A University of Texas student has ignited controversy for a planning a "Catch an Illegal Immigrant" event on the school's campus Wednesday.
As the name implies, the event will be a mock effort to "catch" people walking around campus with "illegal immigrant" pins on their clothing and turning them in for a $25 reward.
"The purpose of this event is to spark a campus-wide discussion about the issue of illegal immigration, and how it affects our everyday lives," wrote the organizers on the group's Facebook page.
Lorenzo Garcia, the student who created the event, is the chairman of the UT chapter of the Young Conservatives of Texas. And according to the Texas Tribune, he worked as a paid employee of Attorney General Greg Abbott's gubernatorial campaign but is currently not on the campaign's staff.

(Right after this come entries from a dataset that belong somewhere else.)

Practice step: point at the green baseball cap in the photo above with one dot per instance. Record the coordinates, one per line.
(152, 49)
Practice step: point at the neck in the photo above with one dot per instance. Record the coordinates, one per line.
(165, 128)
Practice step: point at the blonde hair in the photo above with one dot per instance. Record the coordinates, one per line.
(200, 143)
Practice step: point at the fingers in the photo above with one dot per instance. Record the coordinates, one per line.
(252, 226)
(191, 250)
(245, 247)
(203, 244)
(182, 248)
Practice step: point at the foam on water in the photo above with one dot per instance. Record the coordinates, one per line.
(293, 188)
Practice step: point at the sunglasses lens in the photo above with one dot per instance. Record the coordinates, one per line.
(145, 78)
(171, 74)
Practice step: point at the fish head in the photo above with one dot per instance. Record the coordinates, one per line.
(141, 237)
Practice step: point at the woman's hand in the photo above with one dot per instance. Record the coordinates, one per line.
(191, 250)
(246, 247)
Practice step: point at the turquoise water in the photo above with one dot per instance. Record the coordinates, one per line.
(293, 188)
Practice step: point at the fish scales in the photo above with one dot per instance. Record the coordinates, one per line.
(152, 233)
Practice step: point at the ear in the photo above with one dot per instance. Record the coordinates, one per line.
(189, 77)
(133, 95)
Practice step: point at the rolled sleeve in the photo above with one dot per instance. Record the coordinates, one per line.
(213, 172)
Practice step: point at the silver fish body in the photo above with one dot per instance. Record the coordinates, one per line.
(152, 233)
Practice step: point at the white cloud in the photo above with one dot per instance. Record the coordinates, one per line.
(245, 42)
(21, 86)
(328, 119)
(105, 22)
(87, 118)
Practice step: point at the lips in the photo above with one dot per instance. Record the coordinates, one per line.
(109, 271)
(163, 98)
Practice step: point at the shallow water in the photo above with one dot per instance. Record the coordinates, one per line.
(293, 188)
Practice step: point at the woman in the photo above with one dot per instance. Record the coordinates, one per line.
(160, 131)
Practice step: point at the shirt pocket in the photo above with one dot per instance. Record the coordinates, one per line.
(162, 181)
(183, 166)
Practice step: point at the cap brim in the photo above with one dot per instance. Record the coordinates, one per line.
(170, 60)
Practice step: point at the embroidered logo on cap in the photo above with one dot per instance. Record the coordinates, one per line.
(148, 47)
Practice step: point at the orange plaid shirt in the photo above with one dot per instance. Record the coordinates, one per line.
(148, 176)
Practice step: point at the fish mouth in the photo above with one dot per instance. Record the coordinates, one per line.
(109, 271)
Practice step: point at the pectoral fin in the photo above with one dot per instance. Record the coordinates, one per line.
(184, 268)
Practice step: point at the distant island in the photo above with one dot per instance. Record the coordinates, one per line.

The Abbott campaign did not respond to ABC News' request to confirm Garcia's past employment. But Garcia has posted several photos on his Facebook page with Abbott and wearing campaign memorabilia. Garcia also did not respond to ABC News' request for comment.
But in a statement, the campaign denounced the event.
"Our campaign has no affiliation with this repugnant effort," campaign press secretary Avdiel Huerta said in a statement. "Illegal immigration and the failed policies of the Obama Administration are not a joking matter."
"Conservatives should not stoop to the level of liberals, whose shenanigans at the Texas Capitol this summer, including chants of 'hail Satan' during Senator Davis' filibuster to allow abortions after five months, did nothing but sidetrack the Texas Legislature," he added.
The comments on the Facebook page are almost universally negative.
"Wait, no. This has to be a joke. You're telling me multiple people in that club conferred and all of them concluded that this was a good idea?" wrote one commenter Ashwin Ramdas, a student at UT.
"This is just wrong. … I am 100% republican but you just took it way to [sic] far," wrote another commenter, Victor Garcia.
In a statement today, UT's Vice President of Diversity and Community Engagement Gregory J. Vincent said that the "game" would be a violation of the university's honor code.
"[O]nce again in trying to be provocative, the YCT is contributing to an environment of exclusion and disrespect among our students, faculty and staff by sending the message that certain students do not belong on our campus," Vincent said. "Some UT Austin students are undocumented, and under Dream Act legislation signed into law in 2001, these students are entitled to attend state universities."
"If the members of YCT carry out their plan for 'Catch an Illegal Immigrant,' they are willfully ignoring the honor code and contributing to the degradation of our campus culture," he added.
In September, the YCT prompted a similar response from the university when it planned a bake sale where goods were sold to customers at prices based on their race and gender in an attempt to highlight the group's opposition to affirmative action policies.
The Texas Democratic Party also pounced on the reported connection between Garcia and the Abbott campaign.
"Greg Abbott has already put fear into the hearts of hardworking college students in Texas, through his refusal to take a real position on the Texas DREAM Act," said Texas Democratic Party Chairman Gilberto Hinojosa. "While Abbott has said he doesn't support the DREAM Act as it is, he refuses to say what he would change and if he supports it at all."
"And now one of his staffers is organizing theatrical arrests on [campus]. Our young and promising DREAM Act scholars already live in enough fear of Abbott, without his staff also forcing them to watch mock arrests," he added.
Democratic state Sen. Wendy Davis is also running in 2014 to succeed Republican Gov. Rick Perry.